Rule #1: Communicate their way.

A major hamburger chain had a very effective commercial about letting the customer "Have it your way." It works the same for your communications with a client during the transaction process. The best way to know what they prefer is to ask them, but you can often figure that out based on how they have been communicating with you during the listing or home search process.

Action #1: Do it their way end-to-end.

Most of today's younger generations are doing everything online, and much of that on their smartphones. Texting is their primary way to communicate with each other and that's likely how they'll want to work with you. The older clients, many later baby boomers, will often be big email users, and they may hate texts or using those tiny phone keyboards. Some clients will let you know they prefer more phone and in-person discussion because that's how they'll have been contacting you.

Whichever of these methods is their preference, make a note of it and work with them their way, from contract discussion to sending them their closing appointment information.

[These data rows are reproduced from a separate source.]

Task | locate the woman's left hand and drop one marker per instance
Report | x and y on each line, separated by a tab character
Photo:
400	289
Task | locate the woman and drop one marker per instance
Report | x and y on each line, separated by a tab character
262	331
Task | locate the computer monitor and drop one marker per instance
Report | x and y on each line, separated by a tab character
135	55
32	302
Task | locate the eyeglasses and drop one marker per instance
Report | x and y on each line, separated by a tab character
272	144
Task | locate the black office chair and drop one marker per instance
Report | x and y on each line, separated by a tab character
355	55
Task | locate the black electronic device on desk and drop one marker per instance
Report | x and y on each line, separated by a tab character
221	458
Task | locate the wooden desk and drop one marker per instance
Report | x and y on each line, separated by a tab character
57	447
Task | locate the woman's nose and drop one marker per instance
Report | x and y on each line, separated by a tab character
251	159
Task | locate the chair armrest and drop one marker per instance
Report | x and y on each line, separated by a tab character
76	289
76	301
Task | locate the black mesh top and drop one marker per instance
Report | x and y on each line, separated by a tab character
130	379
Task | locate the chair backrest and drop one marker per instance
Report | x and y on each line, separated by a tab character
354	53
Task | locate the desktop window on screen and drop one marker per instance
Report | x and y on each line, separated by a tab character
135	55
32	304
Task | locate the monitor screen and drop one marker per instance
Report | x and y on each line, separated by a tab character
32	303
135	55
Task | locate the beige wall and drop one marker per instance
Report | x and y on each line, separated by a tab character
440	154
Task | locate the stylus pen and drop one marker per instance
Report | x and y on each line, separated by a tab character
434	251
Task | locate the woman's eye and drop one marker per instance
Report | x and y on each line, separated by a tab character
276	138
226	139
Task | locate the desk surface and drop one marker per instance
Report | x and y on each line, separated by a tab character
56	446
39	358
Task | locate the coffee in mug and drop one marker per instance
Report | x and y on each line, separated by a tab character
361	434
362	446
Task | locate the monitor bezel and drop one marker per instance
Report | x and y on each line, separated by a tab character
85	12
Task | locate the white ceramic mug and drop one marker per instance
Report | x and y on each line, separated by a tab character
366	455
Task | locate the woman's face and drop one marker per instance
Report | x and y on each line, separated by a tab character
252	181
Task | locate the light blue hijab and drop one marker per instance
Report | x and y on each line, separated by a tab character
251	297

Sure, sometimes you will need to meet in person for documents and easier explanation of complicated stuff, but most of your daily communication can be done their way.

Rule #2: They don't know what they don't know.

Huh? Whether they're a first-time homebuyer or seller or they have past transactions under their belt, there are things that they do not know. Maybe things have changed, notably closing documents after the housing crash and new rules and regulations. Don't assume that someone who has bought and sold houses before will not need some information.

Action #2: Know their experience and tailor your communication.

You don't have to get crazy about this, but you do not want to drop a ball by not giving basic information to a novice. You also do not want to seem condescending when communicating with someone who has been through it before. Just be conscious of their experience level when sending them notices and explaining documents and processes. The first-time buyer or seller will appreciate deep explanations, or at least they will not be offended by them.

For the more experienced, you can still send them notifications of deadlines and document explanations, but you can do it a little differently. Maybe a reminder to check out the inspection report carefully for action by a dated deadline would look something like, "I know that you're aware of the need to take a hard look at the inspection report with time to react before our response deadline of [date]. I just know that you're busy, so wanted to let you know that I'm available to discuss the report at your convenience."

Rule #3: Use technology to everyone's advantage.

There are some amazing transaction management software and online resources out there. They make task tracking, deadline management, and document sharing easier than in the past, and very efficient. Use them, documenting everything along the way. The ability to share documents online is powerful, and there are many notices and documents that can be delivered that way without your personal presence. At the very least, you can send that inspection report as a digital file for the client to review in preparation for meeting with you to discuss it.

Action #3: Provide a post-transaction document dump.

Actually, "dump" isn't the best description. Once a transaction is closed, there is an awesome service you can perform that your clients will not only appreciate, but they'll also tell others about. Along the way, convert all of the documents to PDF files, and then combine them after closing into one large document. PDF files are easily searchable, and your clients will appreciate a year from now the ability to look up something they need without pawing through file folders.

There are many reasons that a transaction document will need to be referred to in the future, and this provides them with a great tool. If you feel that emailing this is too bulky, today you can buy small thumb drives for under five bucks. Put the documents on one and then deliver it on a visit to their new home a couple of weeks after the closing.

Do these things and you'll create customers for life that send you other customers. If you do use a transaction coordinator or service, take control and make sure that you stay personally involved as well. Don't just dump the clients on the coordinator and see them again at closing.